Sept. 22, 2005 — Fossil salamanders unearthed in Yellowstone National Park have kept a record of the effects of climate change over the past 3,000 years, according to a large-scale study of the amphibian remains.
Elizabeth Hadly of Stanford University in California, and colleagues report in the current issue of the journal
BMC Ecology that salamanders have grown bigger as the climate has warmed and may continue to increase their size.
Hadly collected and examined 2,850 fossilized tiger salamanders (
Ambystoma tigrinum) from 15 layers in Lamar Cave, an exceptionally rich paleontological site in Wyoming's Yellowstone National Park.
Tiger salamanders have a complex life cycle that involves both land and water. These amphibians can become terrestrial adults or be paedomorphic — sexually mature, yet remaining in the water and keeping some characteristics of a young animal, like gills.
"
Ambystoma tigrinum is unusual in that it retains the ability to metamorphose facultatively even after years in the aquatic form," said the researchers.
They dated and divided Yellowstone's cave deposits into five time periods corresponding to different climates over the past 3,000 years.
The fossils were then put into four groups: young larval, paedomorphic, young terrestrial and old terrestrial.

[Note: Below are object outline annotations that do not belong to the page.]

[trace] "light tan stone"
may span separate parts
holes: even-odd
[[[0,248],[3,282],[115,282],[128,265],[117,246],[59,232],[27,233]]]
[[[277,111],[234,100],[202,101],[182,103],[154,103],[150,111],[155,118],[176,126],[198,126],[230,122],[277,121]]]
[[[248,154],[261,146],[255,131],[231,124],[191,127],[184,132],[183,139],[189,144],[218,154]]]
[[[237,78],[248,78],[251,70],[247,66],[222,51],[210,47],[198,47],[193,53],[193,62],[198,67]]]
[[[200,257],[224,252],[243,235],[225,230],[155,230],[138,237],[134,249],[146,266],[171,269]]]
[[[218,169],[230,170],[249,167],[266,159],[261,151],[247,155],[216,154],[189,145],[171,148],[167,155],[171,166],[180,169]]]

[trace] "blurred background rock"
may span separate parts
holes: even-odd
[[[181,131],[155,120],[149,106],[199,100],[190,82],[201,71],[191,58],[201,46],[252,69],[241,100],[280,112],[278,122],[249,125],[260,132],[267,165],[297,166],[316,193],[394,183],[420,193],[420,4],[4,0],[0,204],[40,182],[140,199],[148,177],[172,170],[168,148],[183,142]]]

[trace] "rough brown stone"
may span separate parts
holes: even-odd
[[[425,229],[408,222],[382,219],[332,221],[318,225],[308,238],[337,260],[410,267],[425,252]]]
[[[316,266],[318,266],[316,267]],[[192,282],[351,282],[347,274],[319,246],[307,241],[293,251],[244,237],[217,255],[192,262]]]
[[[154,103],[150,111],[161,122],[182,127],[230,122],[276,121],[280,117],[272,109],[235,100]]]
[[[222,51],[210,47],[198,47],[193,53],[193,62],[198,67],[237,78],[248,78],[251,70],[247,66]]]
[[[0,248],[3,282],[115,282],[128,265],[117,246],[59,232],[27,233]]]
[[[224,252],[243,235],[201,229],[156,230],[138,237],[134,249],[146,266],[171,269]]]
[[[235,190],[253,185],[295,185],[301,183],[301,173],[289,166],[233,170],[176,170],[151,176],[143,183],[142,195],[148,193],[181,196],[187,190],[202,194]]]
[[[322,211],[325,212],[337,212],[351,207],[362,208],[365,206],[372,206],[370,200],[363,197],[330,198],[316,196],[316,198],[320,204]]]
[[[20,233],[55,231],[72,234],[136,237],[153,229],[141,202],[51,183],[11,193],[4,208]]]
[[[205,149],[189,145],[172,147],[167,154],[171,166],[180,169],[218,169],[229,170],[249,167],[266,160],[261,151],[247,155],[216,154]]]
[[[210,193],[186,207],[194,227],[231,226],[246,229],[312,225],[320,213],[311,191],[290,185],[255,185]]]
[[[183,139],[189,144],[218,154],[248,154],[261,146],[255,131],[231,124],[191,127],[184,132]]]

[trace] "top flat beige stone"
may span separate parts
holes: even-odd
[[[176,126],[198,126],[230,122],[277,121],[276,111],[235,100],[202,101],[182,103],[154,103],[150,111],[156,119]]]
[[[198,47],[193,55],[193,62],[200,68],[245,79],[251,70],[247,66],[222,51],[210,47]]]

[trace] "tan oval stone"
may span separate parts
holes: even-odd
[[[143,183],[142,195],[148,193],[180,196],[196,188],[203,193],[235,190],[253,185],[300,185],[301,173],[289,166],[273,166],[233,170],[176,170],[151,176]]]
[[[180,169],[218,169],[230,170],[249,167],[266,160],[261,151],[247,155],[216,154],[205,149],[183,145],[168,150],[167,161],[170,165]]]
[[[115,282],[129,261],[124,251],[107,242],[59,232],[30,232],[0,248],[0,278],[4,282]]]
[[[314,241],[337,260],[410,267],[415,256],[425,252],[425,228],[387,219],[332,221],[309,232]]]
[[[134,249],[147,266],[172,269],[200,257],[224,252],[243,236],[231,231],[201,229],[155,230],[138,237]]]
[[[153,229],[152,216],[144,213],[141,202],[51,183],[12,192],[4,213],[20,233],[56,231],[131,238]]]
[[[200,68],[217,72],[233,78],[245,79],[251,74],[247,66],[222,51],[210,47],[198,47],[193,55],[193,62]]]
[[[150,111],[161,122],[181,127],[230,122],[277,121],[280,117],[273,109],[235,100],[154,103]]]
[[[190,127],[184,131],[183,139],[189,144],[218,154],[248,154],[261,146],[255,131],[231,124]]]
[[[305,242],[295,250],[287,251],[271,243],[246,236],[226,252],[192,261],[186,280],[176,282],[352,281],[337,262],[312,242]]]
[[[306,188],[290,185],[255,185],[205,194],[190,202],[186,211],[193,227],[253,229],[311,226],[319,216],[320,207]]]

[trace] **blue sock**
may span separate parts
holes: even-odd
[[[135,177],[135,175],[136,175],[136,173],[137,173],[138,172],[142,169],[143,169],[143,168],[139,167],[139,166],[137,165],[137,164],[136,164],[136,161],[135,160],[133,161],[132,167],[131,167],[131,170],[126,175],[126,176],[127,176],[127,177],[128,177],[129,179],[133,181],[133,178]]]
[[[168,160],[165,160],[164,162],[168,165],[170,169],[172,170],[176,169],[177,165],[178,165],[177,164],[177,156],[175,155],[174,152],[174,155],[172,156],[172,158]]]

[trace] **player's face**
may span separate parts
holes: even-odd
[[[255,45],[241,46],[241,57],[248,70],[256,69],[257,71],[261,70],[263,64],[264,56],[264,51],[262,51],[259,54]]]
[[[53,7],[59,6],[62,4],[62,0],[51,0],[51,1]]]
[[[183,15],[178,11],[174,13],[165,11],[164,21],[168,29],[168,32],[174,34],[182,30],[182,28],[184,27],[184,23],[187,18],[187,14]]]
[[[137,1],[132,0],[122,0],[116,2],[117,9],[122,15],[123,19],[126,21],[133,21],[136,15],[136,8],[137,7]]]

Lastly, Hadly and her team measured the fossils' body sizes in each group and time period.
"We found a significant difference in the body size of the paedomorphic and terrestrial adults within the Medieval Warm Period (the warmest period of Yellowstone's history, between 1,150 and 650 years ago). Terrestrial adults were much larger than the paedomorphic individuals," Hadly told Animal Planet News.
Land salamanders would have grown bigger as a response to warm and dry climate conditions, which allowed for more abundant food.
However, the researchers found no difference in the number of water and land salamanders at that time, suggesting that the warm climate did not influence the amphibians' decision to go onto land.
"This demonstrates that species will respond to climatic change in ways we are not always able to anticipate," Hadly said.
Hadly theorized that tiger salamanders and may grow even bigger under the effects of global warming.
"Modern tiger salamanders, like other ectotherms, are indeterminate growers and we predict that persistent warm climatic conditions would favor continued growth of terrestrial adults," she said.
According to Randal Voss, associate professor at the University of Kentucky's department of biology, the study's most interesting result is that land and water salamanders remained in Yellowstone, even though there have been changes in climate and body size.
"This suggests that biodiversity would be maintained in the species in the face of moderate changes in climate. However, if the climate were to change dramatically, as some predict for Yellowstone in the future, that there were no relatively permanent aquatic habitats for paedomorphic salamanders to reach maturity, then we may no longer observe these unique and curious forms," Voss told Animal Planet News.